Git pre-push hooks allow Git users to:

  • Run tests or other processes before pushing a branch.
  • Avoid pushing a branch if failures occur with these tests.

lefthook is a Git hooks manager, making configuring, installing, and removing Git hooks easy.

Configuration for lefthook is available in the lefthook.yml file for the gitlab project.

To set up lefthook for documentation linting, see Pre-push static analysis.

Show Vale warnings on push

By default, lefthook shows only Vale errors when pushing changes to a branch. The default branches have no Vale errors, so any errors listed here are introduced by commits to the branch.

To also see the Vale warnings when pushing to a branch, set a local environment variable: VALE_WARNINGS=true.

Enable Vale warnings on push to improve the documentation suite by:

  • Detecting warnings you might be introducing with your commits.
  • Identifying warnings that already exist in the page, which you can resolve to reduce technical debt.

These warnings:

  • Don’t stop the push from working.
  • Don’t result in a broken pipeline.
  • Include all warnings for a file, not just warnings that are introduced by the commits.

To enable Vale warnings on push:

  • Automatically, add VALE_WARNINGS=true to your shell configuration.
  • Manually, prepend VALE_WARNINGS=true to invocations of lefthook. For example:

    VALE_WARNINGS=true bundle exec lefthook run pre-push
    

You can also configure your editor to show Vale warnings.

Show subset of Vale alerts

You can set Visual Studio Code to display only a subset of Vale alerts when viewing files:

  1. Go to Preferences > Settings > Extensions > Vale.
  2. In Vale CLI: Min Alert Level, select the minimum alert level you want displayed in files.

To display only a subset of Vale alerts when running Vale from the command line, use the --minAlertLevel flag, which accepts error, warning, or suggestion.

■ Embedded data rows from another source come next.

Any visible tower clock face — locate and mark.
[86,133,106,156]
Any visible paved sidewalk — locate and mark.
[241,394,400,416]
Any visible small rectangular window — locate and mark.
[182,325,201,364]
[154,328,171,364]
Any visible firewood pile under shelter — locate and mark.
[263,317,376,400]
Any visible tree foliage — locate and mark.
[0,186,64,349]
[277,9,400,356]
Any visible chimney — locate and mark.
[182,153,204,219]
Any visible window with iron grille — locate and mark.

Combine it with --config to point to the configuration file within the project, if needed:

vale --config .vale.ini --minAlertLevel error doc/**/*.md

Omit the flag to display all alerts, including suggestion level alerts.

Disable Vale tests

You can disable a specific Vale linting rule or all Vale linting rules for any portion of a document:

  • To disable a specific rule, add a <!-- vale gitlab.rulename = NO --> tag before the text, and a <!-- vale gitlab.rulename = YES --> tag after the text, replacing rulename with the filename of a test in the GitLab styles directory.
  • To disable all Vale linting rules, add a <!-- vale off --> tag before the text, and a <!-- vale on --> tag after the text.

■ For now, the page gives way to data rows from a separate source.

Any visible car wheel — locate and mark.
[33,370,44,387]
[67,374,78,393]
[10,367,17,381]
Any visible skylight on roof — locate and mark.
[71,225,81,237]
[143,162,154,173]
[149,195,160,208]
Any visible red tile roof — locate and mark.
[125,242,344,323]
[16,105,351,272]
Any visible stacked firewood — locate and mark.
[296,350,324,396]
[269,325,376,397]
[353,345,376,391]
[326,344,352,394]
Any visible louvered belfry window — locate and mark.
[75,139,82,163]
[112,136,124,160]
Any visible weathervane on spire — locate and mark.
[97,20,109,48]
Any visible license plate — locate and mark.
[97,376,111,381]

Whenever possible, exclude only the problematic rule and lines.

For more information, see Vale’s documentation.

Disable markdownlint tests

To disable all markdownlint rules, add a <!-- markdownlint-disable --> tag before the text, and a <!-- markdownlint-enable --> tag after the text.

To disable only a specific rule, add the rule number to the tag, for example <!-- markdownlint-disable MD044 --> and <!-- markdownlint-enable MD044 -->.

Whenever possible, exclude only the problematic lines.